Анкудим был за целовальника, разливал водку, черпая и поливая ковшом в железные кружки. За спиной Анкудима на стене висела грязная бумага с кабацкими законами:
«Питухов от кабаков не гоняти», дальше было оторвано – остался лишь хвост конца, где можно было разобрать:
«В карты и зернью не играти, не метати» – еще оторвано, и на конце обрывка стояло: «а скоморохов с медведи и бубны…»
Если кто бросал на стойку кабака по незнанию или пьяной привычке деньги, Анкудим подбирал деньги, сбрасывал их за стойку в целовальничий сундук. Наливая всем, кто подходил, монах кричал через головы питухов хмельным басом:
– Люди хрещеные и нехристи! Часомерие боем своим показует яко да целостна башня, в коей угнездено часомерие… Сердце человеков трепытанием указует, цело ли телесо наше праведное, а цело телесо, то жива и душа, алчущая пити, чтоб здравой быта!
По бороде у него текло, Анкудим время от времени рукавом подрясника бороздил себя по лицу. Кто-то сказал:
– Анкудим сей, будто дьяк на лобном месте читает и кричит указы государевы.
Другой, сильно хмельной, заорал к Анкудиму:
– Бес ты в монашьей шкуре! Не ведаешь, што ли? Часомерие кремлевско рушилось, колоколо пало – сокрушило палатку-у!
Двое, потрезвее, видимо бывалые люди, говорили про себя. Сенька их слышал:
– Ладной был пожог учинен, Фролова сгорела, да поживиться добрым в Кремле стрельцы не дали…
– Караулов не держат, бегут, царевы собаки, – на то они стрельцы, чтоб мешать шарпать нам!
– Пусто нынче в Кремлю!

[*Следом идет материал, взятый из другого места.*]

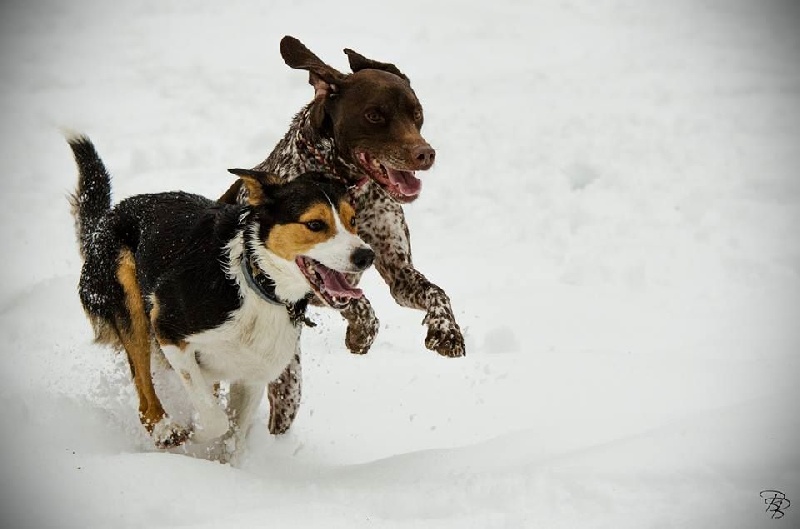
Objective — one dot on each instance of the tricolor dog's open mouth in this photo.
(330, 285)
(401, 184)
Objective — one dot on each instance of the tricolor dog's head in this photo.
(373, 116)
(306, 235)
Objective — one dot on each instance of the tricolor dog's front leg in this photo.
(382, 225)
(211, 420)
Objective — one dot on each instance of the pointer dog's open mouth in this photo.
(401, 184)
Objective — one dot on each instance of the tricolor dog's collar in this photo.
(264, 286)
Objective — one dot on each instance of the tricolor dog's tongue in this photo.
(406, 182)
(336, 284)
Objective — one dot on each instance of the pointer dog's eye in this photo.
(373, 116)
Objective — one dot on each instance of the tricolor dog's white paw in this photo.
(210, 425)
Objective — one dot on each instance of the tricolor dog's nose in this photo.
(424, 155)
(362, 258)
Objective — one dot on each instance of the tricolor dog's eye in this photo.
(316, 225)
(373, 116)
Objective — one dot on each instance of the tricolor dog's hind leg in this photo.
(109, 289)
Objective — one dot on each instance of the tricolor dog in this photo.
(220, 289)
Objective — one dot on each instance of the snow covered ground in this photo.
(613, 212)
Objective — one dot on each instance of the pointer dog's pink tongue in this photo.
(406, 182)
(336, 284)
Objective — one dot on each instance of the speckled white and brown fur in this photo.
(315, 141)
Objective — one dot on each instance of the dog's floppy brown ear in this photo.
(255, 181)
(325, 79)
(359, 62)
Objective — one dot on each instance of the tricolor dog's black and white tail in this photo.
(91, 200)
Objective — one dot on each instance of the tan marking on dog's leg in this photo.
(135, 337)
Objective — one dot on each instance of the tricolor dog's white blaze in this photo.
(336, 252)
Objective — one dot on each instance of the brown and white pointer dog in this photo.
(363, 127)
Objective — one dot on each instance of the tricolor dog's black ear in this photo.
(359, 62)
(256, 182)
(324, 78)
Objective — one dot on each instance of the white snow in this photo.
(613, 212)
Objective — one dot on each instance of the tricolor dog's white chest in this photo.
(256, 343)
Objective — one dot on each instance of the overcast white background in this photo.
(613, 212)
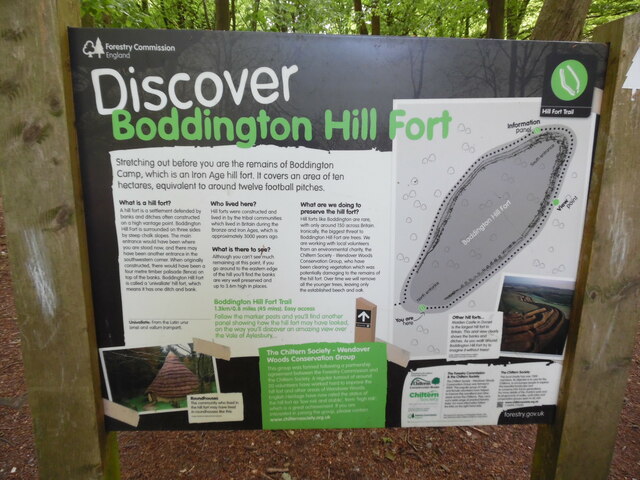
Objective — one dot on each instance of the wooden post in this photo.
(581, 442)
(41, 190)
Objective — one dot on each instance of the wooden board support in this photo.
(581, 442)
(44, 220)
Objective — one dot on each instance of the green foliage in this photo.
(435, 18)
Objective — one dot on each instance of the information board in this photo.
(296, 231)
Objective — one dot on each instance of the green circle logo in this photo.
(569, 80)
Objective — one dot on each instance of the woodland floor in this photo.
(491, 453)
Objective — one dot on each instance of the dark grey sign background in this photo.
(335, 72)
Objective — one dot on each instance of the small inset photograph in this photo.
(157, 379)
(535, 314)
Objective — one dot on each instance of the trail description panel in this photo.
(275, 221)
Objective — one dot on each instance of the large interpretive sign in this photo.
(292, 231)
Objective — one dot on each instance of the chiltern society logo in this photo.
(569, 80)
(91, 48)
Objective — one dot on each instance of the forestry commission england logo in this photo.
(569, 80)
(92, 48)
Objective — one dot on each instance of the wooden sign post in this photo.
(580, 444)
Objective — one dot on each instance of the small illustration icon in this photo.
(91, 48)
(569, 80)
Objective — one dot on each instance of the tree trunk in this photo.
(253, 25)
(206, 14)
(515, 14)
(233, 15)
(375, 19)
(222, 15)
(495, 19)
(561, 20)
(362, 26)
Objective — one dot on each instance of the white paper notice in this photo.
(474, 335)
(215, 407)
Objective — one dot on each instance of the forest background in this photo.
(510, 19)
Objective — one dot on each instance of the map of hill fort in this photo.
(496, 208)
(503, 194)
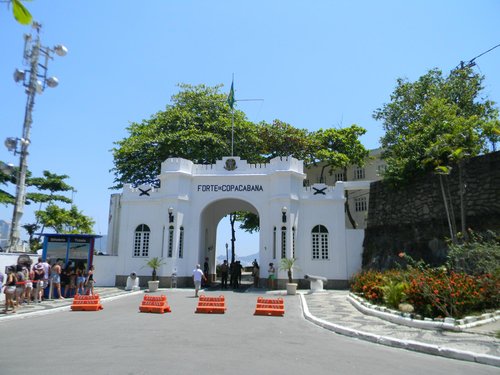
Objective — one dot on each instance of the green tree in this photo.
(339, 149)
(62, 220)
(53, 183)
(21, 14)
(196, 126)
(435, 123)
(282, 139)
(410, 124)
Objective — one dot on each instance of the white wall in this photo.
(105, 270)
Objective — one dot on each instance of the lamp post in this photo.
(283, 214)
(35, 80)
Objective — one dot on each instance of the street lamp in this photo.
(283, 214)
(35, 80)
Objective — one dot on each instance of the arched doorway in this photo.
(210, 220)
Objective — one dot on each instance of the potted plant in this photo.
(288, 264)
(154, 263)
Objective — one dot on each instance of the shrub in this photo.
(394, 293)
(477, 256)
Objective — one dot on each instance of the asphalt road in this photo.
(120, 340)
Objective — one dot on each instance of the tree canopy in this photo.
(428, 120)
(196, 126)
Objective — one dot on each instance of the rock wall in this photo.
(413, 218)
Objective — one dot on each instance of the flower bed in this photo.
(433, 292)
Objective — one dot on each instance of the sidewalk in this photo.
(332, 310)
(48, 306)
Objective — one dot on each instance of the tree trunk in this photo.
(346, 205)
(462, 201)
(446, 208)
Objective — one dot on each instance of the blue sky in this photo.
(316, 64)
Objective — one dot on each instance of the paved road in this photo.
(120, 340)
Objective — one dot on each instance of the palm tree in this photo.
(288, 264)
(155, 263)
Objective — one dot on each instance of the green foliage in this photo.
(427, 121)
(339, 148)
(433, 292)
(196, 126)
(369, 285)
(64, 221)
(282, 139)
(155, 263)
(21, 14)
(249, 221)
(288, 264)
(479, 255)
(394, 293)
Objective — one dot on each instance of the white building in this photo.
(358, 201)
(178, 221)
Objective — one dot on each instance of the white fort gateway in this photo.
(178, 221)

В царевых палатах, сказывают, и то двое – карла попугаев кормит, да дурак, прозвищем Ян…
– А што такое попугай?
– Птича… перье зеленое…
– Слышь-ко!
– Ну-у?
– Анкудим объявился, да не тот, кой в Кремль вел?
– Тот, чул я, – в Коломенском[125]… Он Тимошка… Солдат мутит… К ему ба… Там кабаков много, а здеся последний зорим…
– А, давай коли течем к тому Тимошке в Коломенско!
– Тише… чтоб нас кто?
– Ништо, тут все пьяны…
Сенька осторожно отошел к двери кабака.
Крыша и потолок с питейной избы сорвани, разрыты, печь за переборкой раскидана по кирпичу, видимо, целовальники боялись пожара, водку они успели наполовину вылить, у иных бочек были вышиблены уторы, но толпа отбила у целовальников кабак.
Среди бочек, пустых и огромных, тоже пустых кадей с пивом кривлялся пьяный скоморох, припевая:
– А худо играешь, дай подвеселю тя! Питух дал скомороху по уху.
– Ты его за што тюкнул? – Чтоб ходил веселяе!
– Так вот же тебе!
Началась драка. Кто плясал, иные дрались. Сеньку задели грязные лохмотья, – он вышел на двор.
«Черная смерть и в платье живет!» – подумал он, сходя с крыльца, у которого осталась только платформа, перила были сломаны.
По двору валялись люди с почерневшими лицами, иные умерли от моровой язвы, иные залились.
С крыльца сыпались во двор люди и падали. Сеньке стало казаться, что весь двор покрывается мертвецами.